Tuhan Sudah Mati, Benarkah?

Ada salah satu ungkapan seorang filsuf asal Jerman yang bagi kebanyakan orang sangat kontroversial. Sebab, pernyataannya sangat bertentangan dengan apa yang diyakini oleh orang banyak. Filsuf itu bernama Friedrich Nietzsche.

Ia dikenal karena pernyataan kontroversialnya mengenai agama dengan mengatakan bahwa Tuhan sudah mati. Akibat pernyataan ini, banyak yang menganggap ia sudah gila atau seorang ateis yang tidak bertuhan. Padahal, pada kenyataannya yang ia lakukan adalah bentuk kepeduliannya kepada agama.

https://www.instagram.com/jejaringduniasantri/

Sebenarnya ini sudah menjadi hal yang sangat lumrah bagi seorang filsuf, karena mereka selalu datang dengan pikiran-pikiran yang wah, dan terkadang sangat melenceng dari apa yang orang kebanyakan pikirkan. Namun, bukan berarti apa yang mereka sampaikan itu salah.

Jadi, setelah memahami latar belakang Nietzsche, kita kembali ke pertanyaan inti dari tulisan ini: apakah benar Tuhan sudah mati?

Sebenarnya apa yang ingin disampaikan oleh Friedrich Nietzsche bukanlah Tuhan mati secara fisik, seperti manusia mati pada umumnya. Bukan pula Tuhan kehilangan eksistensi-Nya. Sebab, sebagaimana yang kita yakini, Tuhan itu Maha Kekal dan mustahil bagi Tuhan untuk mati.

Karena itu, maksud dari frasa “Tuhan mati” adalah Tuhan yang ada pada keyakinan masyarakat Eropa yang lama kelamaan semakin memudar.
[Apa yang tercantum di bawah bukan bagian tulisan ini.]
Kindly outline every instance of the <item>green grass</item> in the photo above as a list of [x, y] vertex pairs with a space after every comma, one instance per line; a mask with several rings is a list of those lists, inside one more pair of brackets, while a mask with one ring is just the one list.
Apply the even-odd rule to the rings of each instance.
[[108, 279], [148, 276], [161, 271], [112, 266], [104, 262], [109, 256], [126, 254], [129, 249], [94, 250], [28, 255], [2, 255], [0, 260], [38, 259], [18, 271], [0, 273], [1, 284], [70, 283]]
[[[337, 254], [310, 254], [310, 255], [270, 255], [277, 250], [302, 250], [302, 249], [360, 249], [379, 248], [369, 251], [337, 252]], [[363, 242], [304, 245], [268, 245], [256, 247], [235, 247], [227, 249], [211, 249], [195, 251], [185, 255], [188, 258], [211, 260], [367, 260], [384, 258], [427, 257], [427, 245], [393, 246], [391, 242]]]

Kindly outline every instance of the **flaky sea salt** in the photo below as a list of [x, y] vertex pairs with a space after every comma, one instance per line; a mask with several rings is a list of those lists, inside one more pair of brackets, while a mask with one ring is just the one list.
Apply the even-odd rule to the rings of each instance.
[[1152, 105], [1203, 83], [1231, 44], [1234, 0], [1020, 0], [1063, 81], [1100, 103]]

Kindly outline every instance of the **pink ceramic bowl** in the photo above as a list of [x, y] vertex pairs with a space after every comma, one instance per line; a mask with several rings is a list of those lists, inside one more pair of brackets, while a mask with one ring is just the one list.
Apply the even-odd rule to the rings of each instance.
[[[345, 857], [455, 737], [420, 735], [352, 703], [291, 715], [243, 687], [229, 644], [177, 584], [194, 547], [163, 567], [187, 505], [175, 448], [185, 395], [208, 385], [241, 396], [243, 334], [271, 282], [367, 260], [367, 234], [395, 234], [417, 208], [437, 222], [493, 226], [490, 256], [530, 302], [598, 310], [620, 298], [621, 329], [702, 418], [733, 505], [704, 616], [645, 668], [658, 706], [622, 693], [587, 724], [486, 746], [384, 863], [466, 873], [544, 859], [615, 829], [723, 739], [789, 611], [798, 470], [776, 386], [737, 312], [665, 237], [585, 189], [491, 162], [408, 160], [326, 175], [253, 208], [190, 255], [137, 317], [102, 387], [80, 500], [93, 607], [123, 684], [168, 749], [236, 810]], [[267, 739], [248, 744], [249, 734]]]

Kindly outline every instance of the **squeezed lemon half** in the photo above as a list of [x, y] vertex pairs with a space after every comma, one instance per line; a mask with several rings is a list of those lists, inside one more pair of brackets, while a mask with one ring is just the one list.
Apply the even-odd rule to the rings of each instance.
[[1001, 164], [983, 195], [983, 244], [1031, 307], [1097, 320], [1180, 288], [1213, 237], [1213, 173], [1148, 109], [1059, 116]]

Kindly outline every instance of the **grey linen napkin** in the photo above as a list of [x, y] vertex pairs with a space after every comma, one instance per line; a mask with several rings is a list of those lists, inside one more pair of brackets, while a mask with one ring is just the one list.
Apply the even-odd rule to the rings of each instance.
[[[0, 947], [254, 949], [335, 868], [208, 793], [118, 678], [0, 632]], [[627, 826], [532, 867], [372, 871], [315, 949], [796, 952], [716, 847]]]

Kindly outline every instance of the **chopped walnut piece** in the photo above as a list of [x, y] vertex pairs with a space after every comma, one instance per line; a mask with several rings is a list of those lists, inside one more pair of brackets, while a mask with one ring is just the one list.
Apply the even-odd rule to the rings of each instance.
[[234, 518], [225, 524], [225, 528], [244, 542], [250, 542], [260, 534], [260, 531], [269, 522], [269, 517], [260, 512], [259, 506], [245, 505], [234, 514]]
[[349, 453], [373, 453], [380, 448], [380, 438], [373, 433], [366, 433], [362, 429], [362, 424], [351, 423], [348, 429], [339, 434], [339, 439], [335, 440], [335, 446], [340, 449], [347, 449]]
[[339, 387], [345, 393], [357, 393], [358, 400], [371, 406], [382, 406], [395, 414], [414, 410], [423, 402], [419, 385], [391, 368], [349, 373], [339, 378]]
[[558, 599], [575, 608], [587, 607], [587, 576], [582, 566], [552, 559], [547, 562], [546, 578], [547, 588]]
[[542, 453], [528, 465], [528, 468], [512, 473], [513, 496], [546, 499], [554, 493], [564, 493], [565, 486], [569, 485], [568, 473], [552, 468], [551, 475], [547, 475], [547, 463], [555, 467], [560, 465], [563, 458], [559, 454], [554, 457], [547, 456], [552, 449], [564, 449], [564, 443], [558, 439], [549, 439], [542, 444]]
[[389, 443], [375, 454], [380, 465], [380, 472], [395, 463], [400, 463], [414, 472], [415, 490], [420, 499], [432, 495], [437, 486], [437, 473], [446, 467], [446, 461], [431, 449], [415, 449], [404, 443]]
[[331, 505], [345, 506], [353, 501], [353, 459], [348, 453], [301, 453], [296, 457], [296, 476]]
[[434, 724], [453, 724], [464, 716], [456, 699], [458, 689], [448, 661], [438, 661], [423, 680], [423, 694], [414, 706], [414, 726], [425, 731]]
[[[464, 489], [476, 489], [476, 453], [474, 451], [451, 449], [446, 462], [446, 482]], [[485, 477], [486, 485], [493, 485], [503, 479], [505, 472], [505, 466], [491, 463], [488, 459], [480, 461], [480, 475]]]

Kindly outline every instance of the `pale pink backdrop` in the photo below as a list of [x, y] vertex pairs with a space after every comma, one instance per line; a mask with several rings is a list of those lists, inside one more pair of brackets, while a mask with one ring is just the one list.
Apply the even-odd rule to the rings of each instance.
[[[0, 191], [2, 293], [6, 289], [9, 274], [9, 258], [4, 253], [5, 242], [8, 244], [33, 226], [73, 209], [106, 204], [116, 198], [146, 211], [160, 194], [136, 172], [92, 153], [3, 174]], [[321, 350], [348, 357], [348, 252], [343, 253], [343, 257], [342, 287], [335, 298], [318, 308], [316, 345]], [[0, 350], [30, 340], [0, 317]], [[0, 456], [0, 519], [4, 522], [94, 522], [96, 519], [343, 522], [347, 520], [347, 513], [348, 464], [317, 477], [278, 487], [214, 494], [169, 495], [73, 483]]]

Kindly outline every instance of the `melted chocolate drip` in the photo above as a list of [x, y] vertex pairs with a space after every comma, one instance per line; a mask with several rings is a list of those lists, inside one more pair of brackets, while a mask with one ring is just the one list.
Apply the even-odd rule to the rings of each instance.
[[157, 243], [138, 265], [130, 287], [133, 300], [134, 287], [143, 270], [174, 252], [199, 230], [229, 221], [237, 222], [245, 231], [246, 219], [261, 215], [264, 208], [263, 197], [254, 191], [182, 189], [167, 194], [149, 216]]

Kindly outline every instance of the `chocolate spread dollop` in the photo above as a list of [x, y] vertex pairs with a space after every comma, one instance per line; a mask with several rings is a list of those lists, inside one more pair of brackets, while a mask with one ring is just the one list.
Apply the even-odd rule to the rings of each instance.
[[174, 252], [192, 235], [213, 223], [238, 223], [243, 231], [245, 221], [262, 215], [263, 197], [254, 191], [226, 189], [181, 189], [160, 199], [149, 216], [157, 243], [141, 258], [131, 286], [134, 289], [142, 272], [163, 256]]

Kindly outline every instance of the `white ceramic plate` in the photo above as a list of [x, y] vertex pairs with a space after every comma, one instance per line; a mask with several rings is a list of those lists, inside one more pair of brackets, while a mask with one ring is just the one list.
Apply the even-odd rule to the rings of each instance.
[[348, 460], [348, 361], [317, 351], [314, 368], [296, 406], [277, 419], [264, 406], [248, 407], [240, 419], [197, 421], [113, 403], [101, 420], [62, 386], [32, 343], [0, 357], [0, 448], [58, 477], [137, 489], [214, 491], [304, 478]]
Setiap tindak laku yang dilakukan oleh masyarakat sudah tidak didasari oleh Tuhan. Orang-orang tetap melakukan adat istiadat keagamaan Kristen, namun hal itu hanya dilakukan sekadar kebiasaan bukan karena didasari oleh keyakinan akan Tuhan.

Di zaman dahulu, orang Eropa masih kental akan agama. Setiap kejadian selalu dikaitkan dengan Tuhan, sehingga setiap perbuatan yang dilakukan memiliki nilainya masing-masing.

Dulu orang bisa melakukan kebaikan dengan tenang tanpa mengharap imbalan karena mereka sudah memiliki nilai sendiri dari perbuatannya. Namun, sekarang hal seperti itu sudah sangat sulit ditemukan, karena nilai Tuhan sudah tidak digunakan, digantikan oleh nilai manusia yang masih rapuh. Inilah yang dimaksud Nietzsche ketika ia mengatakan “Tuhan sudah mati” – bukan kematian Tuhan secara ontologis, melainkan kematian fungsi Tuhan dalam kehidupan moral dan sosial masyarakat.

Sebelum itu perlu kita ketahui bersama bahwasanya pemikiran filsafat sifatnya berbeda-beda sesuai dengan masanya. Jadi, pemikiran filsafat sifatnya tidak dapat terus digunakan begitu saja. Ia harus menyesuaikan di setiap zamannya, seperti pemikiran Nietzsche ini.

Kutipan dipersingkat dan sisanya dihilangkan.